(Reuters) -Shares of fintech Block fell 14.5% in premarket trading on Friday, as investors balked at profit growth lagging volume increase at its payments unit, Square.
Gross payments volume for Square, which provides payments solutions to small- and medium-sized businesses, grew 12% in the third quarter from a year ago, matching levels last seen over two years earlier.
But gross profit growth slowed to 9.22% in the quarter ended September 30, fueling investor concerns over balancing profitability with scale.
“We’ve generally seen a renewed focus on profitability over growth among investors,” analysts at brokerage Morgan Stanley wrote in a note.
They added that investors are prioritizing understanding Block’s “path to consistently delivering Rule of 40-plus.”

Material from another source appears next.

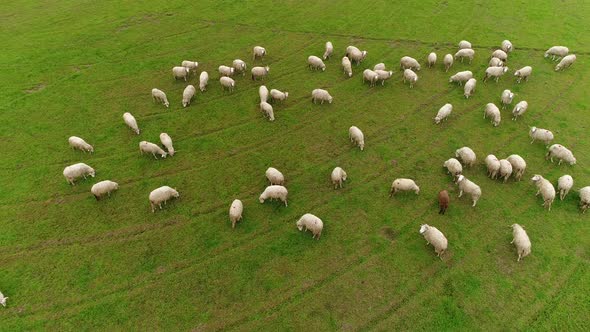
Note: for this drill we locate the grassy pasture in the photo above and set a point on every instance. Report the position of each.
(70, 263)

The Rule of 40-plus requires the percentages of revenue growth rate and profit margin to add up to at least forty.
“We believe Square’s performance drives the stock, as it is viewed as the higher-multiple business compared to Cash App, and the details there fell a bit short of expectations,” said analysts at Truist Securities.
As the equities markets hover near record highs, the U.S. consumer as well as small and medium businesses have started to show signs of weakness, prompting concerns across Wall Street over credit quality in the lower-income segment.
Block’s transaction, loan, and consumer receivable losses rose 89% in the quarter to $363.5 million.
The losses were driven by higher borrowings in the Cash App, which could make investors sensitive, given additional balance sheet risk, analysts at RBC Capital Markets said.